Depois, o Natal família luzindo alegria, sonorizando noites e aleluias ao Menino que me sorri outro tempo, engastado no ontem que se insiste presente: Ana Carina multiplicando dedos, rasgando expectativas, vendo-se na boneca loira que gargalhava e dizia mamãe. Menina do Menino traçando riscos nos bordados da existência. Thiago correndo do robô, brinquedo real de uma adulta infância distante. Homem do Menino, estrela dos Reis Magos, e do homem infante, candeeiro de bois que desenhariam letras no engenho das artes. Homem do Menino que sabe dores e alegrias do mundo vividas pelo homem criança nas encruzilhadas do frio, aquecendo palavras que germinariam vida ao calor da fantasia.
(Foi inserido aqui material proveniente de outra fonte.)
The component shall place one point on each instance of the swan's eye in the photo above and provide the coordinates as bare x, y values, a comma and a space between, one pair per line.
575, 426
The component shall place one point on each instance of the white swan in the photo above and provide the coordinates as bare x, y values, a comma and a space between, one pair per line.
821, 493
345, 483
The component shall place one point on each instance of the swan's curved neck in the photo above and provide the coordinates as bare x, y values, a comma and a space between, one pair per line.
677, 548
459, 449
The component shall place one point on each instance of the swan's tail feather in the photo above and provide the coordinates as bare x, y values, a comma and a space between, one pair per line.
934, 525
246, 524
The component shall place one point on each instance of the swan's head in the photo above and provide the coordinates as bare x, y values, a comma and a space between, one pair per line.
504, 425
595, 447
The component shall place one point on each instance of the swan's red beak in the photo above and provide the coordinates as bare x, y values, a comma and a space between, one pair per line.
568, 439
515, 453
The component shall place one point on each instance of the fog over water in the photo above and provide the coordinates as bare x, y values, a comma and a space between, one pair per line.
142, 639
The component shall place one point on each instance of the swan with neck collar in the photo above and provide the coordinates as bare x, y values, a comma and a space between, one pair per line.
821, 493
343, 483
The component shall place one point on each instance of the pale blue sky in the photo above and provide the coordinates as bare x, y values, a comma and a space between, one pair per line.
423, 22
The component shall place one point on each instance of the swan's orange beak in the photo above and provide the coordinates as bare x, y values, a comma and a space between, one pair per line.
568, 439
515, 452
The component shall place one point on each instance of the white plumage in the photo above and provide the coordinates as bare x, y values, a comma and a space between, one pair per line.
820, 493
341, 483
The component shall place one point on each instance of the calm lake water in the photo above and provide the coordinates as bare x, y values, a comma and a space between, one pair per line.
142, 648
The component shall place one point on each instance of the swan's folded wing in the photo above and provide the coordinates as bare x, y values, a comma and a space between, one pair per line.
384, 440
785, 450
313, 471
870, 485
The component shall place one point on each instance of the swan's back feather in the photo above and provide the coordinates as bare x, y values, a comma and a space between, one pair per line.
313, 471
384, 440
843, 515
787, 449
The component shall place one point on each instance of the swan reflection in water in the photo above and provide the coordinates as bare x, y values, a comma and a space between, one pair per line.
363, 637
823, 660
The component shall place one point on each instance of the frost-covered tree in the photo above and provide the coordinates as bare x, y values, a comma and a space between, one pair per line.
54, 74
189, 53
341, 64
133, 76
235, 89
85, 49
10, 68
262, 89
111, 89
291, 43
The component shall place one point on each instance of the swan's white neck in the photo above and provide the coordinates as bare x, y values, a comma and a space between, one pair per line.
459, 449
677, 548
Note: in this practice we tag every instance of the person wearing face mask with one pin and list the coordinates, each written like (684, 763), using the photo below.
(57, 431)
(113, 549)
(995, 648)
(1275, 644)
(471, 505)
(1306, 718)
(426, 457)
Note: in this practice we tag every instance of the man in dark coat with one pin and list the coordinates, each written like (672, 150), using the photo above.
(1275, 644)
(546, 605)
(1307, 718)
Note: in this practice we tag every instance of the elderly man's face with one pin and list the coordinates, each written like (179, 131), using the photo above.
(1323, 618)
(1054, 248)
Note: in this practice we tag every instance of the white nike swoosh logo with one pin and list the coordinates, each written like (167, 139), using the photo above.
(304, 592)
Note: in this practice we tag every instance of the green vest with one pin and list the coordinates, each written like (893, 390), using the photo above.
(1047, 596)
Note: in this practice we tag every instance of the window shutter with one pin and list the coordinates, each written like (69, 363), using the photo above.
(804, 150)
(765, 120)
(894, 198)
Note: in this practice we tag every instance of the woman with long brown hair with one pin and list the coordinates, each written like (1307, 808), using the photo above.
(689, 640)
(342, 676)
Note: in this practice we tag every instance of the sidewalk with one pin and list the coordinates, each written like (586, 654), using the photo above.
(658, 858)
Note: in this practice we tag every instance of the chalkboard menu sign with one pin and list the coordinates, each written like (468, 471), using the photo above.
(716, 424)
Agora, o nosso Natal somado a Pedro que se faz pedra, para vencer o século, sem se esquecer de que o Menino renascerá sempre em nossas manjedouras, prontas a recebê-lo e a oferecer-lhe o aconchego da fé. Manjedouras que, mais do que nunca, precisam conjugar amor e amor, fé e esperança e, também, carinho e revolta. Pedro, menino semente de natais esperança, de natais amor, de natais Natal, conjugados à beleza e ao sorriso sublime de Lara, anjo do vô.
Agora, o Natal de crianças que continuam escrevendo o meu Natal. Aquelas que acrescentam pontos aos meus pontos, que enredam histórias à minha história, porque pintam imagens no surrealismo do real, na pipio das caatingas famintas, no teto das ruas, no estouro dos mísseis, no zinir das balas, na ganância dos noéis que lhes negam o sonho de um noel verdadeiramente noel. Natal das crianças que sonham um pratinho de nada para escaparem ao réquiem de cada dia. Crianças que bricolam imagens de sonhos amputados, de futuros explodidos em alguma mina abandonada, ou em algum peito pleno de afeto, mas seco de vida. Crianças de mães que gritam o grito de Edward Munch, que declinam natais e natais, ignorância e ignorância, amores e desamores e conjugam vida e morte. Feliz Natal???!!!